Ekonomik olarak toplumun geldiği durum içler acısı ve insanların kendilerini iyi hissetmelerinin tek yolu sosyalleşebilmek. Sizler bu ülkeyi yönetenler veya yönettiğini düşünenler olarak lebalep kongreler yapıp bununla övünüyorsanız, binlerce kişinin olduğu cenazelere katılıp sosyal mesafeyi yok sayıyorsanız bazı şeyleri daha fazla konuşmaya gerek yok demektir.

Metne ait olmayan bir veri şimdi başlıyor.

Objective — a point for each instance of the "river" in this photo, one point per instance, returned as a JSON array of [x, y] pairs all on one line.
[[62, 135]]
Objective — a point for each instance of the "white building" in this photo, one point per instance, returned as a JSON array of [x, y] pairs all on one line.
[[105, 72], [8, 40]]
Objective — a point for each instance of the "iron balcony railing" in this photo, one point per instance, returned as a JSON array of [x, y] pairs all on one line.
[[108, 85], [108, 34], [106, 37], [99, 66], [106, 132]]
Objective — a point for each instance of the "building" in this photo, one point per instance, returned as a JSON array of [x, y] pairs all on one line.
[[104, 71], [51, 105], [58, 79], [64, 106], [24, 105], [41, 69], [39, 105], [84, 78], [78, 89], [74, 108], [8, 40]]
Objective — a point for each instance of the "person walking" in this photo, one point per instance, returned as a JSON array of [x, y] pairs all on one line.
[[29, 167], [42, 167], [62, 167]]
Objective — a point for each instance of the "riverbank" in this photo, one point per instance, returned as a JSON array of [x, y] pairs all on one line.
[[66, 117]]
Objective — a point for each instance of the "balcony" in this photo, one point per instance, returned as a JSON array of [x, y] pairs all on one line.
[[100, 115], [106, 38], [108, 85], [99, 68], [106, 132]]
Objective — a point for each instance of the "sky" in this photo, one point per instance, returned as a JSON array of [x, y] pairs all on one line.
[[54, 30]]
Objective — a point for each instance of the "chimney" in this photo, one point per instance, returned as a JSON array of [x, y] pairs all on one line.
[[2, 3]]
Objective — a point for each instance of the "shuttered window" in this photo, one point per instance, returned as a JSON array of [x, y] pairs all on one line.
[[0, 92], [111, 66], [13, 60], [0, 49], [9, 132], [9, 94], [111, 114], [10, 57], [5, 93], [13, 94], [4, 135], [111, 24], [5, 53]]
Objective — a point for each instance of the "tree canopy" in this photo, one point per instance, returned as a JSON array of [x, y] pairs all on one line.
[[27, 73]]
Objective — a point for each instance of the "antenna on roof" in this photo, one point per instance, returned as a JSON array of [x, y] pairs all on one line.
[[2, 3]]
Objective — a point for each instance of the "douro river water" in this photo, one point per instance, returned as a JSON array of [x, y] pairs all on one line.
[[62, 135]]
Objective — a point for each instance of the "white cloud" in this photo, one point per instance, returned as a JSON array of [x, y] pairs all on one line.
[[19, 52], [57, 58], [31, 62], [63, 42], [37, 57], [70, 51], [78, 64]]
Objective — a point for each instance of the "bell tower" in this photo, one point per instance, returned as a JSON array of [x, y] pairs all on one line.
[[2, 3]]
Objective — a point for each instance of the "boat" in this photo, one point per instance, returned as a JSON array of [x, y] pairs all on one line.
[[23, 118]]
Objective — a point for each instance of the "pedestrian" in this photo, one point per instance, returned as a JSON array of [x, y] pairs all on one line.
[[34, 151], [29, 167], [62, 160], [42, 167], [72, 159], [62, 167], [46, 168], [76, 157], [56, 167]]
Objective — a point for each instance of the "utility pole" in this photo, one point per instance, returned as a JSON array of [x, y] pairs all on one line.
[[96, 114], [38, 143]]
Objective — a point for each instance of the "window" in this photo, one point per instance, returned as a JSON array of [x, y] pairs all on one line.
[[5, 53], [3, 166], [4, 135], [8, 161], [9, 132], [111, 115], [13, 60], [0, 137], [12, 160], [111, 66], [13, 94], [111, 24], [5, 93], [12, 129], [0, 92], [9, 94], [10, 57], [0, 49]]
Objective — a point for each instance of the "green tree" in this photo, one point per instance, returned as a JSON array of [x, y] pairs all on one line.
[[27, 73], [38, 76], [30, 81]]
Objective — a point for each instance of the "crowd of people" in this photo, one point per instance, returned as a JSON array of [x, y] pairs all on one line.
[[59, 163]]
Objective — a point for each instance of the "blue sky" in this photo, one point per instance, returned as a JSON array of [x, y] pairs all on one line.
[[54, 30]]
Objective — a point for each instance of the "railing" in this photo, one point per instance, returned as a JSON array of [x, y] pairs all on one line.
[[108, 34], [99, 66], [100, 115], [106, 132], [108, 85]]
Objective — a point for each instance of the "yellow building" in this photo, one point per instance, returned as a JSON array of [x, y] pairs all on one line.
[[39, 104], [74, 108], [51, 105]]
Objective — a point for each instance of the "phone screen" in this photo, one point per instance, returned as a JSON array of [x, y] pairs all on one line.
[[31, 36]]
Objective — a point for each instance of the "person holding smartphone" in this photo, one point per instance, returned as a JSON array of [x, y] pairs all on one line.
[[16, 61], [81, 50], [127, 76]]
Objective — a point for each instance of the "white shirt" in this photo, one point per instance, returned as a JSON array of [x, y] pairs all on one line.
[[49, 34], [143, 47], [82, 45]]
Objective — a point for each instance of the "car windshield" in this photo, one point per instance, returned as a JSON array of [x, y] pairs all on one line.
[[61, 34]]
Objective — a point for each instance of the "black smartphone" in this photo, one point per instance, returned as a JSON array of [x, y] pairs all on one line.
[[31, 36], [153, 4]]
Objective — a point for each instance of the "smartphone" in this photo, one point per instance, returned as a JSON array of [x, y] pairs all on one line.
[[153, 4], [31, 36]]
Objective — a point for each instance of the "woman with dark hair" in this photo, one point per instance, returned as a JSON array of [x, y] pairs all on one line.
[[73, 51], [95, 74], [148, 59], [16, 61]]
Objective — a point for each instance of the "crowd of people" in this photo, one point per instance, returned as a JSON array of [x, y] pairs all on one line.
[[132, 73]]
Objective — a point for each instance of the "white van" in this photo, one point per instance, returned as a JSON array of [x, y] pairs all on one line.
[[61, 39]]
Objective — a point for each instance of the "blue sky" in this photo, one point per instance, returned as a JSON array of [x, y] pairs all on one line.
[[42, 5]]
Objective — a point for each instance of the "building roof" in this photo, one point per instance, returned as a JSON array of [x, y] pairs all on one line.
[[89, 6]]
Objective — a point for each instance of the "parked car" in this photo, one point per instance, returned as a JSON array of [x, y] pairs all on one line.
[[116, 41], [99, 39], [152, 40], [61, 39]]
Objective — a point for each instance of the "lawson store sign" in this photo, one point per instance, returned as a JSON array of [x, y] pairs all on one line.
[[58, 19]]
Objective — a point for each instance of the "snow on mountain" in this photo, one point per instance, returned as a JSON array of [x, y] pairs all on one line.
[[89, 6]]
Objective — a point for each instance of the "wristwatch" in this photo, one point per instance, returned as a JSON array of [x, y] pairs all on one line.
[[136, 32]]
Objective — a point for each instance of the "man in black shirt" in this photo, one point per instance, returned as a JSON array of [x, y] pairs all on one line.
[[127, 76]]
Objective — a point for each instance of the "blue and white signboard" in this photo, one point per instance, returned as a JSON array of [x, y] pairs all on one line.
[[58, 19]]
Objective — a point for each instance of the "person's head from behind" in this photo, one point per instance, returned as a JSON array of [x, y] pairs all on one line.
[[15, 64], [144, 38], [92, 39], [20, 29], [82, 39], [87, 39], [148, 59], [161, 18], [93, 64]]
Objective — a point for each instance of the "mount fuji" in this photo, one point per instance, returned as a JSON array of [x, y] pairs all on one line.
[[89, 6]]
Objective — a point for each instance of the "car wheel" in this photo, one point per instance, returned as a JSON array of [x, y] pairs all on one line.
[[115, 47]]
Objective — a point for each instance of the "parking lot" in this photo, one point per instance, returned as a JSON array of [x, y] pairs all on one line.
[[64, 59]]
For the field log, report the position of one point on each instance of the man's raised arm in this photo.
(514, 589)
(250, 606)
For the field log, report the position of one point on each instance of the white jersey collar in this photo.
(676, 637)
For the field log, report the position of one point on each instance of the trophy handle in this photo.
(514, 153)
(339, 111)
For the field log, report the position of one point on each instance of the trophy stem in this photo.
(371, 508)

Pandemi dolayısıyla spor sektörünün bizden daha kötü yönetildiği hiç bir ülke yok dünyada. En basit örneklerinden bir tanesi de Bölgesel Amatör Lig’in yaşadığı sıkıntılar. Bizde dahil olmak üzere dünyanın her yerinde spor sezonlarının sonuna yaklaşıyoruz ve Türkiye’de henüz BAL ligleri başlamadı bile. Son yapılan açıklamaya göre Nisan ayında başlaması planlanıyor fakat sorun bu değil. Bu zamana kadar bu liglerde forma giyen oyuncuların neden mağdur edildiğinin cevabını verebilen kimse yok. Çünkü bu sorunun mantıklı bir açıklaması yok. Ortalama olarak 150-160 kulübün mücadele ettiği BAL liginde geçimini bu organizasyondan karşılayan ve hayatını sürdüren binlerce insanın aylardır yaşadığı sıkıntılarla ilgili kimse bir açıklama yapma gereği duymadı. Süper Lig’de, Tff 1.Lig’de, 2.Lig ve 3.Lig’de Covid-19 tehlikesi yok ama sadece BAL liginde mi var sorusuna kimse yanıt vermedi. Olan yine vatandaşa oldu. Olan yine geçimini top oynayarak sağlayanlara, malzemeciye, antrenöre ve onların ailelerine oldu. BAL Ligi Nisan ayında başlasa da yaşanan mağduriyet asla unutulmayacaktır.
İçinde bulunduğumuz durumda ülke içerisindeki hiç bir dinamiği doğru yönlendirmeyen ve yönetemeyen şahsım hükümeti tamamen kontrolü kaybetmiş durumda. Her geçen gün kan kaybeden güzel ülkemizin artık yeni bir başlangıca ve kurtuluşa ihtiyacı var.
Yaşanan zorluklara rağmen vatandaşını yok sayan, hala Avrupa bizi kıskanıyor yalanına sığınan, spor sektörünün içinde yer alan ve kendisine yapılan haksızlığın farkında olan herkes ilk seçimlerde şahsım hükümetine gereken dersi verecektir.
Bizler buradan yazmaya ve hakkı yenenlerin sesi olmaya devam edeceğiz. Türkiye’nin geleceğinde kime yer olup olmayacağına karar verebileceğini düşünenlere, Türkiye’nin geçmişini de geleceğini de gösterme zamanı geldi.